Proposed projects page (archives): Fall-2016
Fall semester
CISC Cothority Identity Skipchain SSH Interface
Identification has become a crucial part of the digital world especially in the Internet where authenticity is one of the most important safety measures. Nowadays it is hard to keep track of all different passwords and public keys that we use to authenticate ourselves to different services. In the worst case the same key is used for several services.
In order to solve this issue, keys must be regularly updated and rotated, which is cumbersome when multiple devices come into play and basically unattainable without the help of specialized software.

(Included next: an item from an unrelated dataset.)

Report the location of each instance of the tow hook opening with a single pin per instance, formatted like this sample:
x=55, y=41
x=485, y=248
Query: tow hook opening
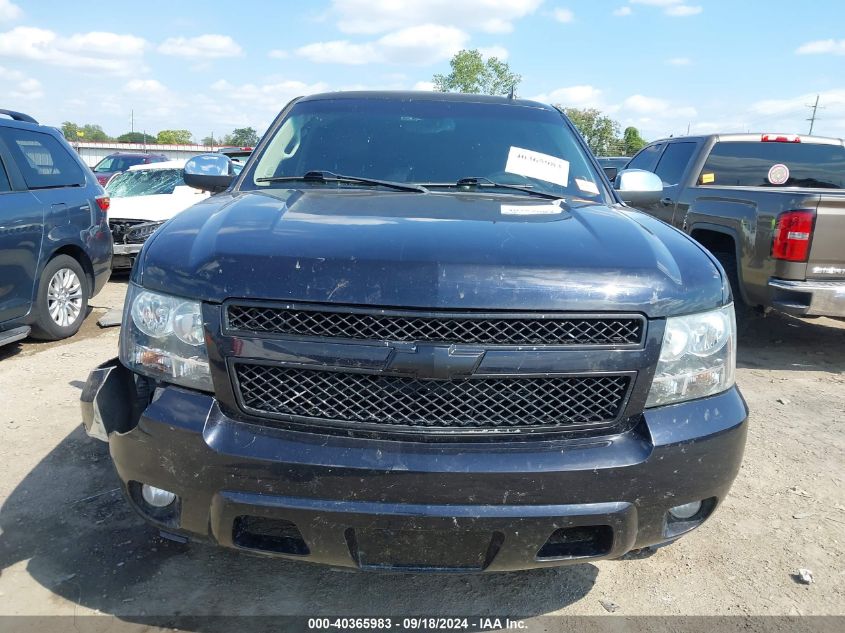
x=586, y=541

Web-Frontend for Cothority
Bastian Nanchen – Semester project
Abstract
The decentralized and distributed systems (DEDIS) team at EPFL is working among others on a software project called Collective Authority (Cothority). Cothority is composed of multiple conodes, which are servers running protocols and services. It implements different applications as Collective Signing (CoSi), Cisc (a distributed key/value storage handled by a blockchain with an SSH-plugin), Proof of Personhood (prove the existence of humain being), Guard (use distributed servers to hash passwords), Status (returns the status of a conode).

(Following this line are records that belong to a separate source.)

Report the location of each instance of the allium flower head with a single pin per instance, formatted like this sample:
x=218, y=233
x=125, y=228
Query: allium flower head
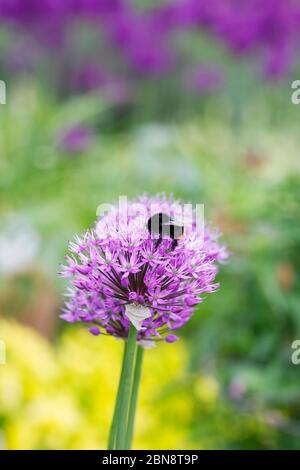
x=124, y=273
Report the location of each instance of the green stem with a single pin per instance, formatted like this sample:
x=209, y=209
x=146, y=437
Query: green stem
x=114, y=426
x=134, y=396
x=126, y=381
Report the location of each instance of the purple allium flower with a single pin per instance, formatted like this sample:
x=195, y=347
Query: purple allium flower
x=123, y=273
x=76, y=139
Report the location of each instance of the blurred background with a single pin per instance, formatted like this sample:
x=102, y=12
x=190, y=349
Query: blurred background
x=120, y=97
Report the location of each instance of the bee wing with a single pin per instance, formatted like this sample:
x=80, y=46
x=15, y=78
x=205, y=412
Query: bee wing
x=172, y=231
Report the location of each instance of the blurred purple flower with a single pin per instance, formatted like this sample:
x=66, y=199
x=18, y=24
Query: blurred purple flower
x=75, y=139
x=237, y=389
x=204, y=79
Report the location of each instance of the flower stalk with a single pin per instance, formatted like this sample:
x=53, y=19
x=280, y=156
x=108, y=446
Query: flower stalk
x=125, y=389
x=134, y=396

Enhancing Debian Update Service
Gaspard Zoss – Semester project
Abstract
Software updates are an essential element in securing any software running on devices going from small embedded devices to computer clusters. In this project, we will study how security of software update process in large projects can be improved and apply it to Debian APT.

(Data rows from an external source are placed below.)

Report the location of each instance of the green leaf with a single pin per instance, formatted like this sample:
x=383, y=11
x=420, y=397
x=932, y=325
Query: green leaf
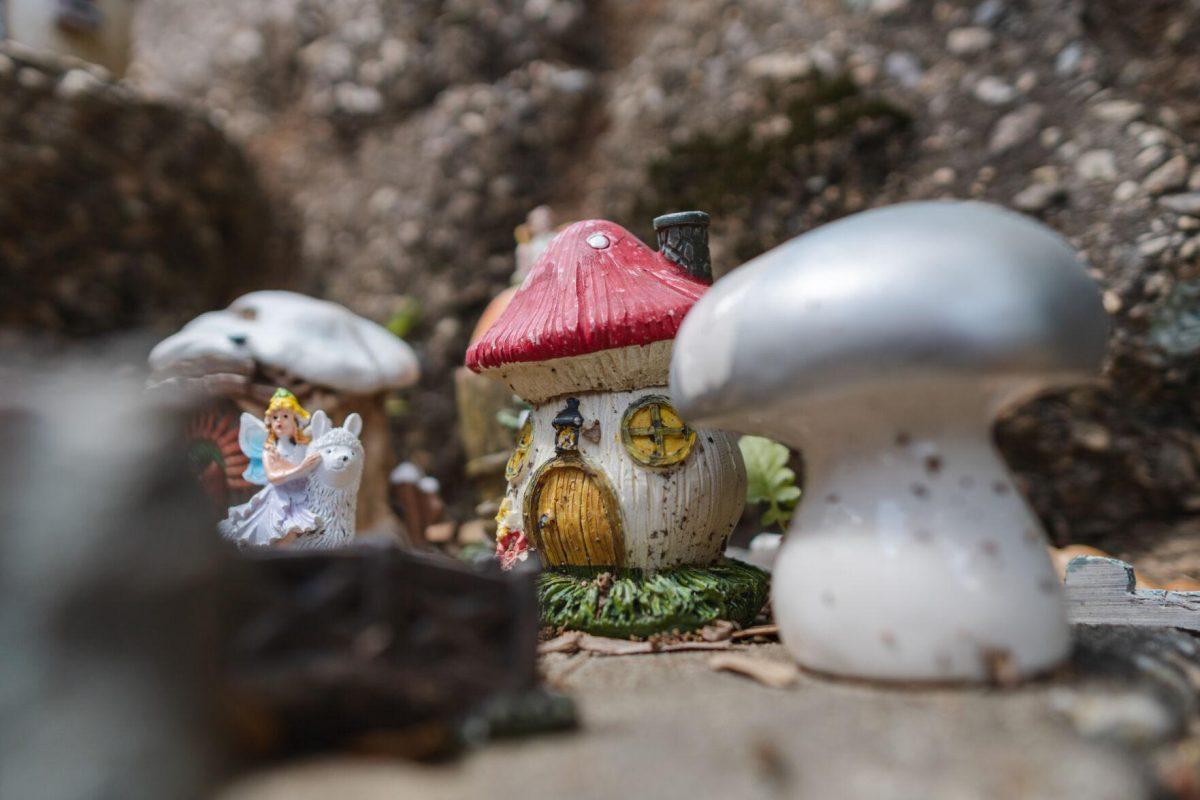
x=406, y=317
x=769, y=481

When a new feature is added or when a bug is fixed in one of the software available through the Debian package manager, the package’s maintainer, often one of the project’s developers, generates a binary by compiling the code, hashes it and creates various scripts used to install, upgrade or remove the software. These scripts and the binary are then packed together and placed inside a repository, from which the end user may download the update. The repository itself is signed, usually using a single private cryptographic key and the binaries are verified by using checksums. Additionally, the software can be made reproducible by the developers allowing users to verify if the given binary was produced using the publicly available source code. But as of today, not all Debian packages are reproducible.